SAN FRANCISCO - A federal judge is pressing Volkswagen (VLKAY) to say how it will ensure that nearly 600,000 of the German automaker's diesel cars don't violate U.S. clean air laws.
U.S. District Court Judge Charles R. Breyer in California is overseeing hundreds of class-action lawsuits against the German automaker.
Breyer told Volkswagen's lawyers he expects them to report back by March 24 about the available technical solutions to fix the cars, and the status of negotiations on a potential settlement with affected owners.
Volkswagen admitted to U.S. regulators in September it had used illegal software installed in its so-called "Clean Diesel" engines. It allowed cars to pass emissions tests while spewing harmful levels of pollution when operating on real roads.
Breyer said six months is long enough for VW to find a fix.
Volkswagen says as many as 11 million cars worldwide have the software that enables them to cheat on tests.
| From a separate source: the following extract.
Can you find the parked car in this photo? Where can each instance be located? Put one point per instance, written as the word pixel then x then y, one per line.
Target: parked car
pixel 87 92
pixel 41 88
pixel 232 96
The company says it is working to fix the cars and to change its culture so that something similar does not happen again.
But it is the potential legal damage that could inflict the most serious financial hit on VW. Along with the class-actions the company faces, the U.S. Justice Department has sued Volkswagen over its scheme to skirt pollution controls, potentially exposing the company to billions in fines for clean air violations.